I did my two Breeding Bird Survey Square surveys a little while back. Both were carried out on gloriously sunny mornings and both were very enjoyable. There is a smug feeling of being virtuous that one gets from being up early for a purpose, and especially if that purpose is volunteering for the public good, so bird surveys definitely fall into that category. And since I am definitely more of a lark than an owl, being up early comes easy to me.
I didn’t pick up a Cuckoo, or a Reed Bunting or a Lesser Whitethroat on either visit and generally speaking, despite the lovely mornings, birds were a bit thin on the ground although I’m glad that I saw a Yellow Wagtail on my farmland site (above, and it was in that field) as they were missed last year, and I also added Grey Partridge there for the first time in my 14 years of survey (same field).
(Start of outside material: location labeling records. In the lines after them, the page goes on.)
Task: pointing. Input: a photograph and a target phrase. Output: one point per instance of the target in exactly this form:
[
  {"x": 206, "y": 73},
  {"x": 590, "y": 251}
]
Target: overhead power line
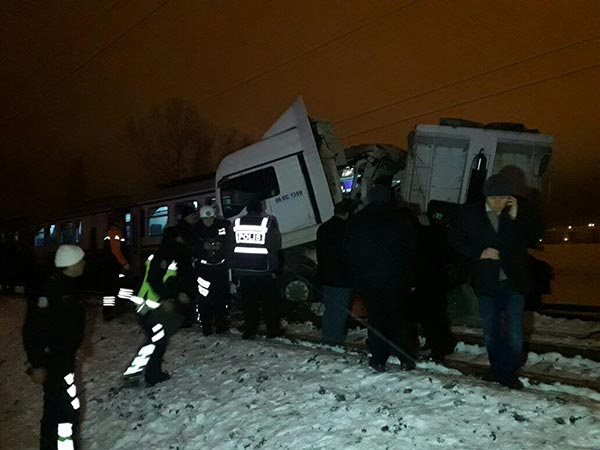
[
  {"x": 464, "y": 80},
  {"x": 54, "y": 56},
  {"x": 474, "y": 100}
]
On the riverside site (above) I was relieved that there were a couple of Sedge Warblers and the habitat looks as though it is recovering from being assaulted last year. But there were no House Martins at the place where I normally see them where I park my car.
After having the fun part of doing the surveys I usually buy myself a coffee from the garage on the way home, and drink it as I do the data entry. It would be wrong to say that that is as enjoyable as the surveying but I completely understand how getting observers to do the data entry, for free, is an efficient and cheap option. And only I can read some of my squiggles, and only I can remember what some of them actually meant!
It may sound corny, but it is being part of an enormous team that makes this worthwhile. There are very nearly 4000 squares surveyed these days by 2,800 volunteers like me. That’s a lot of volunteer effort. Judging by my experience it is about four hours time spent per visit in travel, surveying, travel (which includes picking up that cup of coffee) and then data entry. And we do that twice a year for each square so that’s roughly 32,000 hours of fairly skilled volunteer labour. At National Living Wage rates that is about £0.25m/year and I reckon we are worth a lot more per hour and we ought to include our donated travel expenses too. It’s a sizeable input before the costs of data analysis, storage, scheme adminstration, report writing and posting, from which I benefit as a participant, are totted up.
And the latest BBS report came through my door recently too. It’s a very professional and clear and important publication. It gets slightly better every year despite the fact that it has been very good for a very long time. Congratulations to all who contribute to its production but I guess especially to Sarah Harris the BBS National Organiser.
When I was sitting in my garden relaxing and reading the BBS report there was nothing that leapt out at me as being surprising – but that is what monitoring is like. You do it to detect changes – but you don’t know whether or when changes are going to happen. This BBS report seemed to me to be lacking in surprises but that’s just because nature hasn’t thrown any at us recently.
Having said that, even before I do my second BBS visits, I reckon many bird species’ numbers will be down. That’s how it felt on my BBS squares, that’s how it feels in my birding and that’s the impression I get from other birders. The beast from the east won’t have helped but it won’t be just resident species that are down a bit, migrants will be down more, I reckon. My money is on 2018 being a poor year for several species – but the great thing is, if you are shouting ‘rubbish!’ when you read those words then, provided you do a BBS survey where you live (or someone else does), we will know – in about 12 months time.
I’m already longing to read the next BBS report (and I haven’t finished the fieldwork that will go into it yet).